In conclusion, Sarkeesian’s “Damsel in Distress (Part 1)” provides a thought-provoking examination of the damsel in distress trope in video games and its broader implications. By calling attention to the ways in which this trope reinforces gender stereotypes and limits the portrayal of women in media, Sarkeesian encourages both players and creators to be more critical of the narratives they engage with and create. Her work serves as a vital contribution to the ongoing conversation about diversity and representation in the gaming industry and in media as a whole.

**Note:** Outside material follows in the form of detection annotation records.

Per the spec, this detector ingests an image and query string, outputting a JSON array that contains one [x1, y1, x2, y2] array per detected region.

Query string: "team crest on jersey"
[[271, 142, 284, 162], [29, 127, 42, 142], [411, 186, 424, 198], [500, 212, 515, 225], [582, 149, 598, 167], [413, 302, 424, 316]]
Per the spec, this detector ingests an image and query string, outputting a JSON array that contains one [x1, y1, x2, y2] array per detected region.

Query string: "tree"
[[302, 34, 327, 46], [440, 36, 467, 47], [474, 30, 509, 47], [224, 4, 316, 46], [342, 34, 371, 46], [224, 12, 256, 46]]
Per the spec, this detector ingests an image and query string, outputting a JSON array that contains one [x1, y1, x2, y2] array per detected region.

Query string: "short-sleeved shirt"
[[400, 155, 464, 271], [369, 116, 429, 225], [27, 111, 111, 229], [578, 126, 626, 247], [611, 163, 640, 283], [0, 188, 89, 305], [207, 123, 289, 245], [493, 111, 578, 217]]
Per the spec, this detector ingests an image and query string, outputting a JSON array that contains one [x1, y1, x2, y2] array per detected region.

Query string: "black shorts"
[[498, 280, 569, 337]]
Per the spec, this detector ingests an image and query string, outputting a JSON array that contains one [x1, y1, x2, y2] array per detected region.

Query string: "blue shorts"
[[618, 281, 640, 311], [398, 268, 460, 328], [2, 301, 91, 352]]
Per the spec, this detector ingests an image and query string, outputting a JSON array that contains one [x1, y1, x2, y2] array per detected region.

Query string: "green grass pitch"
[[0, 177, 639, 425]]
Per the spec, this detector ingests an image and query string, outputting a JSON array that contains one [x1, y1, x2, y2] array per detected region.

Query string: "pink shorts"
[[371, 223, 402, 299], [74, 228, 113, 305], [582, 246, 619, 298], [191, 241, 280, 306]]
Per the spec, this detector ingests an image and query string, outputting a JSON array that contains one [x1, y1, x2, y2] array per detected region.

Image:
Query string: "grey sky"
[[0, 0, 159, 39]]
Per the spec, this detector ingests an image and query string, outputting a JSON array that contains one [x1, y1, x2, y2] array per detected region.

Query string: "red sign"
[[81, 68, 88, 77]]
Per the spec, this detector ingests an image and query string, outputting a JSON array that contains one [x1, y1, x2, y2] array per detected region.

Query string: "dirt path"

Note: I remembered after writing this prompt that AI is not current enough to provide information on the Barbie movie, making my prompt ineffective.

Image Credits:

Princess Peach: Wikipedia

Barbie: Warner Bros. Entertainment

4 responses to “The Barbie Method”

  1. Sarah Bettinger Avatar
    Sarah Bettinger

    Super interesting how despite not having any information about the Barbie Movie, ChatGPT makes the claim that Anita Sarkeesian mentioned Barbie movies in her analysis (which she didn’t). I think you made some really interesting comparisons in your analysis though.

  2. Catherine Eyre Avatar
    Catherine Eyre

    A bit tangential to the Damsel in Distress, but I like how you brought up that media (including video games) can be really formational for children, especially with how they engage with gender stereotypes. I didn’t play a lot of games growing up, but I did watch a lot of TV, both shows clearly targeted towards young girls and shows targeted towards young boys. The female-oriented shows did have a lot of active female characters, but they were almost always also preoccupied with fashion, boys, pink glitter, etc. Which, to be fair, can be really fun, but it was to a level where I just naturally accepted that ANY shows targeted towards girls would be like that, and if I wanted something else I should find shows targeted mainly at boys.

  3. Shaylyn Lawyer Avatar
    Shaylyn Lawyer

    I love your comparison to the Barbie movie. I think it will be interesting to see how video games change in the future as more attention is brought to these gender stereotypes. I feel like we’re already seeing a lot of media, like the Barbie movie, that are starting to turn away from or pointing out these stereotypes. I also like your comments on why this matters. I feel that a lot of the perceptions I formed growing up were influenced by the media I watched. So its interesting to think about the extent to which a lot of the stereotypical “female” things (i.e., pink, dresses, damsel roles) might be perpetuated more by the influence of media portrayals and how these stereotypes would diminish if there was less of a stark contrast in some of the portrayals and roles of males and females.

  4. Brian Croxall Avatar

    I find ChatGPT’s claim that the Barbie movies (not the 2023 version) show Barbie as a damsel in distress. My memory of my daughter watching any number of different animated Barbie shows was that Barbie was the hero and generally the one doing all the work. The work didn’t always involve rescuing someone, but she was anything but a passive character.

    I haven’t seen this year’s Barbie movie yet (surprise!), but I appreciate you making the connection to something new in our culture that is clearly wrestling with these same ideas.